Dumani Mtya
- Full name: Dumani Siphosethu Mtya
- Born: 14 March 1985 (age 40) East London, South Africa
- Height: 1.94 m (6 ft 4+1⁄2 in)
- Weight: 114 kg (17 st 13 lb; 251 lb)

Rugby union career
- Position(s): Lock, second row
- Current team: Știința Baia Mare

Senior career
- Years: Team / Apps / (Points)
- University of Cape Town
- Schotschekloof / SK Walmers RFC
- Bruff
- Romangna
- Farul Constanța
- 2014: CSM București / 8 / (0)
- 2015–present: Știința Baia Mare / 48 / (15)
- Correct as of 14 March 2020

Provincial / State sides
- Years: Team / Apps / (Points)
- 2006–08: Western Province
- Correct as of 14 March 2020

International career
- Years: Team / Apps / (Points)
- 2018–present: Romania / 1 / (0)
- Correct as of 14 March 2020

= Dumani Mtya =

Romania international rugby union player

Dumani Siphosethu Mtya (born 14 March 1985) is a South African born Romanian rugby union player.
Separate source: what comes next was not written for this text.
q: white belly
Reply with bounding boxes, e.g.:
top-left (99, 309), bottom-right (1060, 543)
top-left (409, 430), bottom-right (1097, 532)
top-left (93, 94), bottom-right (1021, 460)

He plays as a lock for professional SuperLiga club Știința Baia Mare.

==Club career==
Before joining Știința Baia Mare, Dumani Mtya played rugby for University of Cape Town and Walmers RFC, both in South Africa, for Bruff in Ireland and Romangna in Italy. In Romania he played for Farul Constanța and CSM București.

==International career==
Mtya is also selected for Romania's national team, the Oaks, making his international debut during Week 5 of 2018 Rugby Europe Championship against the Lelos on 18 March 2018.